Выбрать главу

В науке такая система стихосложения называется, парадоксальным образом, «рифмованная проза». «Рифмованная» – потому что от трети до половины всех слов оказываются рифмованными (в два с лишним раза больше, чем, например, в «Евгении Онегине»). «Проза» – потому что эти рифмы не членят текст на стихотворные строчки, не подчеркивают в нем ни ритмических, ни синтаксических пауз, а возникают неожиданно и непредсказуемо – не как структура, а как украшение. Вот маленький отрывок – картинка будущего – из «Ночи под Новый Век» (в подлиннике он напечатан как фигурное стихотворение в виде новогодней елки): «Добрый вечер! Добрый век! До бровей – поседелая шапка. Снега – охапка до век. Щеки с холода – ну и алы же! Лыжи поставьте, пьексы снимите и подымайтесь греться наверх. Тут растрещался камин искусственных дров: Живые деревья лет сорок не рубят! Любят, что просто растут. Воздух здоров, и исчезло древнее прозвище „дровосек“. Заходите сюда, добрый век!» Читатель, конечно, заметит рифмы «век – до век – дровосек» (но, наверное, не заметит «наверх»), «дров – здоров», даже «шапка – охапка» и «алы же – лыжи», но, наверное, не заметит «добрый век – до бровей» и, может быть, даже «тут – растут»; и уж никак не угадает, как разбил эту прозу на строки Кирсанов. Это и есть рифмованная проза, поток переплетающихся созвучий, экзамен на чуткость читательского слуха. Она дорога поэту своей гибкостью: рифмы в ней могут появляться то упорядоченней, то беспорядочней, ритмы то отвердевают, то расплываются, она может то уподобляться правильному стиху, записанному в строчку, то противопоставляться ему.

Слово «раек» плохо подходит для обозначения новой поэтической формы: «раешный стих» балаганных дедов как раз был очень четко расчленен на строчки, подчеркнутые синтаксисом и размеченные рифмами.

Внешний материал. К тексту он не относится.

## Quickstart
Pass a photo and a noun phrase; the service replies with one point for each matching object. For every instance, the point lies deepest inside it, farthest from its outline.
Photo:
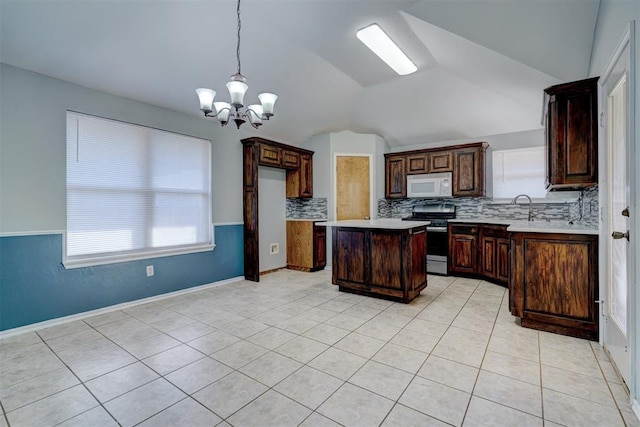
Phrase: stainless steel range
(437, 241)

Но Кирсанову была важна многозначность этого слова: низовой раек балаганных картинок – высокий раек театральной галерки – и большой рай настоящей поэзии. Предшественников у него не было: в европейской поэзии рифмовка такой степени аморфности не употреблялась никогда, а в России мелькнула несколько раз только у неугомонного новатора Андрея Белого и осталась никем не замеченной. Для Кирсанова эта форма была хороша не традициями, идущими из прошлого, а возможностями, распахивающимися в будущее, – возможностями соединить большие темы и идеи с веселой, неторжественной интонацией; а мы знаем, что именно это было главной его заботой и, можно сказать, главной чертой его характера от первых лет до последних. («Истину с улыбкой говорить», – неожиданно вспомнит русский читатель слова державинского «Памятника»).

Новая система стихосложения – подарок, который дарят поэзии не каждый день. Но открытие осталось незамеченным. Все решили, что это индивидуальный поэтический прием Кирсанова – еще один из его формалистических изысков. Подражателей и продолжателей не нашлось. Причин было две. Во-первых, многим попросту не хватало мастерства: пропитать прозу созвучиями так, чтобы они не опирались ни на ритм, ни на синтаксис, – это очень, очень трудно. А во-вторых, независимо от этого, интерес к рифме шел на спад: приближалась мода на свободный стих, аскетически отказывающийся от рифмы и оперирующий обнаженными смыслами. Открытие Кирсанова, невостребованное, легло в запасники русского стихосложения и ждет новой смены литературных вкусов.

Можно сказать, что это символично: вот так и весь Кирсанов остался в поэзии XX в. невостребованным поэтом. Или, точнее: невоспринятым поэтом, непрочитанным поэтом. По его стихам скользили слухом – иногда с удовольствием, иногда с раздражением, – но редко останавливались, чтобы расслышать в его словах мысль. Именно ту мысль, что в словах, а не ту, что за словами: мы помним, «слово и есть мысль». Чтобы уловить ее, не нужно ни учености, ни природной чувствительности, – нужна только внимательность и готовность к новому и непривычному. А именно такой внимательности читателям не хватало больше всего – и притом чем дальше, тем больше.